Every day this month, the Center for Black Educator Development, in partnership with Education Post and Philly’s 7th Ward, will highlight a Black Educator Hall of Famer.
But, don’t forget, e’ry month is Black History Month and February is just the Blackest. All year are ongoing opportunities to learn and teach and the colossal impact Black educators have had on society.
Today, our featured Black educator is Charles L. Reason.
Charles Lewis Reason was born in New York City on July 21, 1818. Lewis was a child prodigy; displaying a high ability for math. He was so academically gifted that he began teaching at 14 at the New York African school. His salary was $25 Per year. With the money he saved, he continued his own education, paying for teachers and tutors to help him along his educational journey.

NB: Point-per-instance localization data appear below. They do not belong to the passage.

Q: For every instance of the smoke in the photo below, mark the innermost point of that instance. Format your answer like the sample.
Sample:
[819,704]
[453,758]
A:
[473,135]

With his education, reason drifted into political activism on behalf of African Americans, most notably as an abolitionist. In 1847, he and Charles Bennett Ray founded the Society for the Promotion of Education among Colored Children. Additionally, he started a normal school or teacher training college in New York City.
In 1848, Reason served as the superintendent of New York City PS number two and received Compliments from Frederick Douglas, who wrote in the abolitionist newspaper the North Star, that under Reason’s leadership, “the school became a rigorous reputation of the defamations of John C Calhoun about the potential of free Blacks.” In 1849, when the white Free Mission College (later renamed, New York Central College) opened up, it admitted Black students and hired Reason to serve on the faculty. He became the first African-American to hold a professorship at a predominantly white American College, as a professor of Belles letters, Greek, Latin, French, and professor of mathematics.

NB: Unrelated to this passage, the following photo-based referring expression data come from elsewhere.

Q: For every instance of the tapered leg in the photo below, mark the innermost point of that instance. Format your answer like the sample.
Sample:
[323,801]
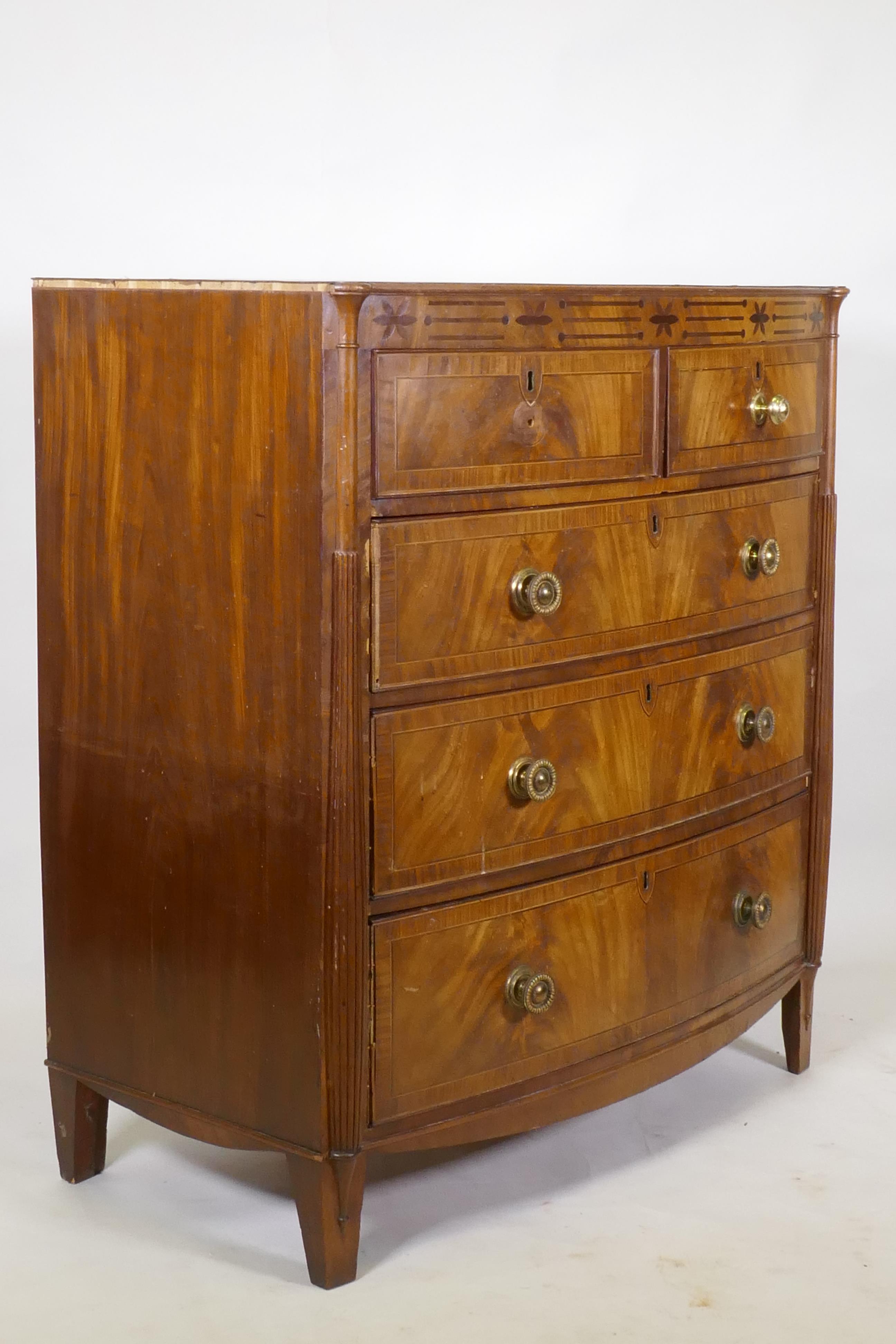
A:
[80,1123]
[796,1020]
[328,1197]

A few years later in 1952, Reason became principal of the famed Institute for Colored Youth in Philadelphia, currently Cheyney University. Reason’s work is responsible for expanding the school’s enrollment from six students in 1852 to 118 students in 1855. He also improved the library and made the school form for distinguished visiting speakers.

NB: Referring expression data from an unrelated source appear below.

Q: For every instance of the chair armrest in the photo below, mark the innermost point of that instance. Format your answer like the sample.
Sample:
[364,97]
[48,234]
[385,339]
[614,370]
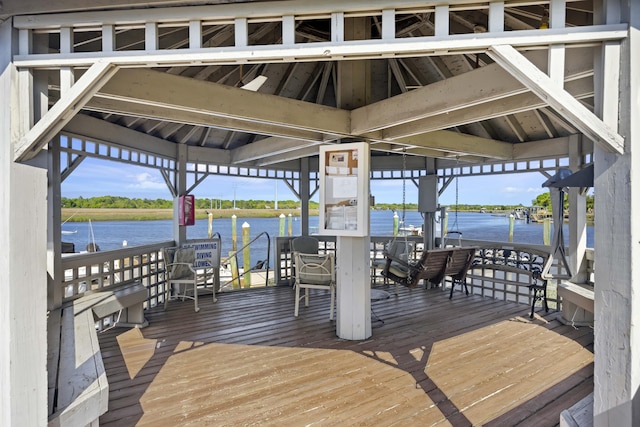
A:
[188,264]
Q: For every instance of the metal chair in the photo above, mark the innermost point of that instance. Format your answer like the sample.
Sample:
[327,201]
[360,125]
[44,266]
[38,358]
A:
[315,271]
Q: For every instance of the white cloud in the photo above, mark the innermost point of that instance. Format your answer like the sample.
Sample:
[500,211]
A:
[147,181]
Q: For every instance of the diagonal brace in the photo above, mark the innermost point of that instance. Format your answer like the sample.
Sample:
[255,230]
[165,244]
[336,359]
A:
[558,98]
[63,110]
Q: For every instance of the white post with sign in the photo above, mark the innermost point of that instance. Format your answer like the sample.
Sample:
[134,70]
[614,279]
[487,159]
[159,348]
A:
[207,257]
[344,212]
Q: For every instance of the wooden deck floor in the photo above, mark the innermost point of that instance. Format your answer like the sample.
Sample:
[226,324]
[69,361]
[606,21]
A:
[247,361]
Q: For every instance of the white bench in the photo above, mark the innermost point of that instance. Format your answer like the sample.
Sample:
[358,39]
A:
[78,387]
[577,303]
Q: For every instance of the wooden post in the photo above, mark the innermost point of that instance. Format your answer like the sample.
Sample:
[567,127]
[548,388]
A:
[234,233]
[354,288]
[512,220]
[246,254]
[23,227]
[395,223]
[281,231]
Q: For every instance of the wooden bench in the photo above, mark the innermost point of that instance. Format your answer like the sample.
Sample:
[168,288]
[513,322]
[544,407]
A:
[577,303]
[520,261]
[78,387]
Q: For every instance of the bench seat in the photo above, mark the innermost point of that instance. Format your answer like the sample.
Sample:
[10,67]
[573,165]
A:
[78,387]
[577,303]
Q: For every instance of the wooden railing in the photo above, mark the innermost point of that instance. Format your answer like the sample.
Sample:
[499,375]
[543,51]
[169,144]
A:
[110,269]
[106,270]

In 1855 he left the Institute for Colored Youth to return to New York City, where he engaged in more activist work on behalf of Black civil rights. He spoke out against the work of the American Colonization Society, he fought to desegregate New York City Public Schools and he worked to end enslavement. Helping to achieve the desegregation of schools in New York, Reason returned to them as a principal of numerous schools. He engaged in these while writing as a journalist and poet.
Reason is another example of an educator who can fuse their purpose as an educator with their purpose as an activist. He saw that education was a tool to not only empower individuals but to empower them to change the world, which is exactly what Charles Reason did.
Charles Lewis Reason; a member of the Black Educator Hall of Fame.